We sequenced the genomes of a ~7,000-year-old farmer from Germany and eight ~8,000-year-old hunter-gatherers from Luxembourg and Sweden. We analysed these and other ancient genomes with 2,345 contemporary humans to show that most present-day Europeans derive from at least three highly differentiated populations: west European hunter-gatherers, who contributed ancestry to all Europeans but not to Near Easterners; ancient north Eurasians related to Upper Palaeolithic Siberians, who contributed to both Europeans and Near Easterners; and early European farmers, who were mainly of Near Eastern origin but also harboured west European hunter-gatherer related ancestry.

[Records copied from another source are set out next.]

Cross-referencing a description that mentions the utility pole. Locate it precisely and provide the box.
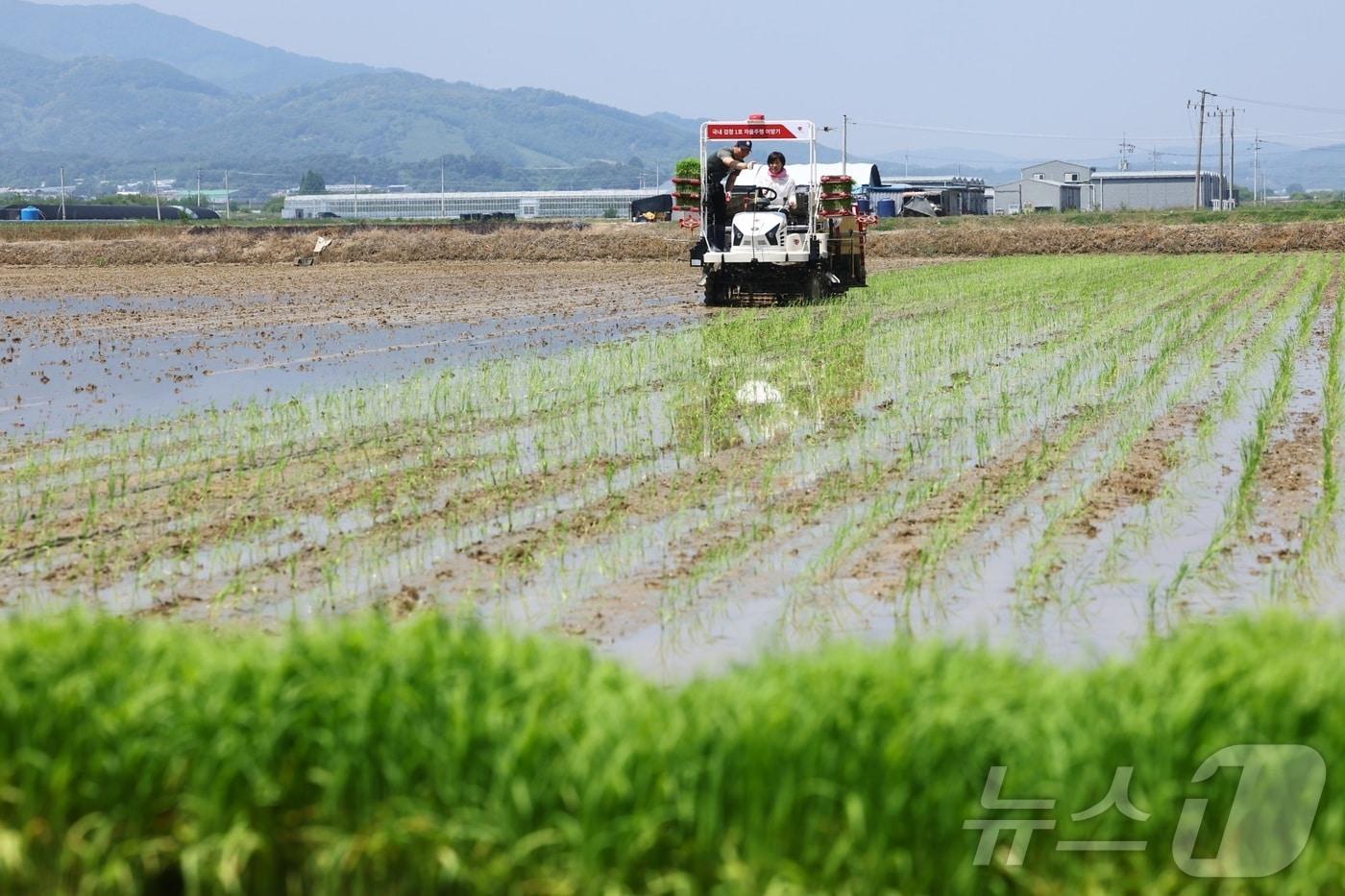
[841,114,850,177]
[1186,90,1218,211]
[1252,128,1265,206]
[1214,109,1227,210]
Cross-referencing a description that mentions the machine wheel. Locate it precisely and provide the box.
[803,268,827,302]
[705,275,729,308]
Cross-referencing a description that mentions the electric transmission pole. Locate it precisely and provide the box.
[1214,109,1227,210]
[1186,90,1218,211]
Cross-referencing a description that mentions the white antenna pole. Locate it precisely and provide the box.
[841,114,850,177]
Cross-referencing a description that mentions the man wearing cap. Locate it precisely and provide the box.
[705,140,752,252]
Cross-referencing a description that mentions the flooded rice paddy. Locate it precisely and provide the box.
[0,254,1342,678]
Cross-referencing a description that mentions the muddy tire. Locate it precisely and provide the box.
[705,275,729,308]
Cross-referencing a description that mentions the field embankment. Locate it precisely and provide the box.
[8,218,1345,269]
[0,617,1345,893]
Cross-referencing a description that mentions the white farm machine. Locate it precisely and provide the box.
[692,115,867,305]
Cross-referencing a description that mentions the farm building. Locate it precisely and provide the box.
[867,175,989,217]
[995,178,1086,215]
[1022,158,1096,183]
[0,202,219,221]
[280,190,667,219]
[1092,171,1221,211]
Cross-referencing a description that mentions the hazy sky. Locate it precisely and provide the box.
[34,0,1345,167]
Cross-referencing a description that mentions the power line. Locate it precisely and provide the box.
[1224,93,1345,115]
[850,121,1186,142]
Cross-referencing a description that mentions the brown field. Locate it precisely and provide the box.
[8,219,1345,269]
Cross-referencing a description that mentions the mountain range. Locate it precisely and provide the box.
[0,0,1345,195]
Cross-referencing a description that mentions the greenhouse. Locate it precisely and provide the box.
[281,190,666,219]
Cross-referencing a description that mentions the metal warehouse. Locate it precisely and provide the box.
[1092,171,1220,211]
[281,190,667,219]
[995,178,1086,215]
[868,175,990,217]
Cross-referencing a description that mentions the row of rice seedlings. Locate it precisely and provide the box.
[785,254,1259,597]
[1198,256,1326,570]
[1049,254,1311,628]
[471,257,1221,621]
[10,303,849,589]
[1015,253,1301,603]
[1290,257,1345,593]
[1070,257,1312,618]
[624,257,1253,635]
[902,264,1275,593]
[209,256,1145,613]
[646,257,1318,656]
[18,299,882,608]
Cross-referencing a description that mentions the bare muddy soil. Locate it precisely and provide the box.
[0,262,706,434]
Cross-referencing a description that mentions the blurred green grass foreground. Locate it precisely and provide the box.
[0,615,1345,893]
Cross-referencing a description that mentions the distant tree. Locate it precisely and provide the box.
[299,168,327,197]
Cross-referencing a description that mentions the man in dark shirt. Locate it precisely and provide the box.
[705,140,752,252]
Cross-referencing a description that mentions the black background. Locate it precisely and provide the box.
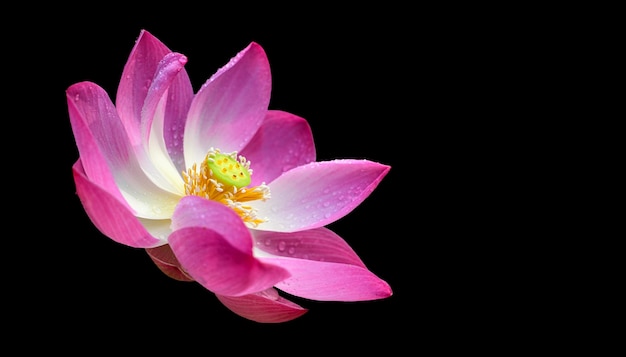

We model these populations’ deep relationships and show that early European farmers had ~44% ancestry from a ‘basal Eurasian’ population that split before the diversification of other non-African lineages.


The study is not available in full at the link.

The Guardian provides more analysis.

The findings suggest that the arrival of modern humans into Europe more than 40,000 years ago was followed by an influx of farmers some 8,000 years ago, with a third wave of migrants coming from north Eurasia perhaps 5,000 years ago. Others from the same population of north Eurasians took off towards the Americas and gave rise to Native Americans.

Modern Europeans are various mixes of the three populations. Sardinians are more than 80% early European farmer, with less than 1% of their genetic makeup coming from the ancient north Eurasians. In the Baltic states such as Estonia, some modern people are 50% hunter-gatherer and around a third early European farmer.

The modern English inherited around 50% of their genes from early European farmers, 36% from western European hunter-gatherers, and 14% from the ancient north Eurasians. According to the study, published in Nature, modern Scots can trace 40% of their DNA to the early European farmers and 43% to hunter-gatherers, though David Reich, a senior author on the study at Harvard University, said the differences were not significant.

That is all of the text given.